And where the ECB goes, it looks likely that the Bank of England will have to follow. The UK economy last week showed that it is suffering from stagflation, with real GDP growth confirmed as having slowed in Q4 2010, contracting 0.5% q/q.

While the poor performance was mainly due to poor weather, the data also showed that underlying activity has stalled. Clearly, this is not a good starting point for the expenditure cuts and national insurance increases which will come through in Q2. However, retail price inflation is a very real problem running at 5.5% y/y – the highest level since July 1991. The Bank of England may well prefer to wait until the impact of the cuts is felt, but the stickiness of inflation could force their hand sooner.

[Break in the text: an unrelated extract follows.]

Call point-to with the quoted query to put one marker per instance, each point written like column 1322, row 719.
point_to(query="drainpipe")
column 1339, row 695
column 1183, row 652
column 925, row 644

The biggest crapshoot in the next few weeks will concern the actions of the Bank of Japan (BoJ), which has increased its current account balances (part of the monetary base, or high powered money) to JPY 40.8tn. This is equivalent to USD 485bn, or about 26% of US M1 money supply. It is reported that the Japanese central bank will act to withdraw this accommodation by the end of April, which if true could be disruptive to markets. With the yen now seen increasingly as a carry currency, the actions of the BoJ have almost certainly boosted global liquidity

One theme that could concern markets is inflation, which could build if the BoJ does not withdraw liquidity in a timely fashion. There have been a number of disappointing inflation announcements in the past weeks, including from the UK and from the eurozone, where headline inflation was well above consensus at 2.6% y/y in March. Our Deflation Alert Measure, which looks at market-related variables to gauge concerns over inflation or deflation, has been concerned about inflation recently.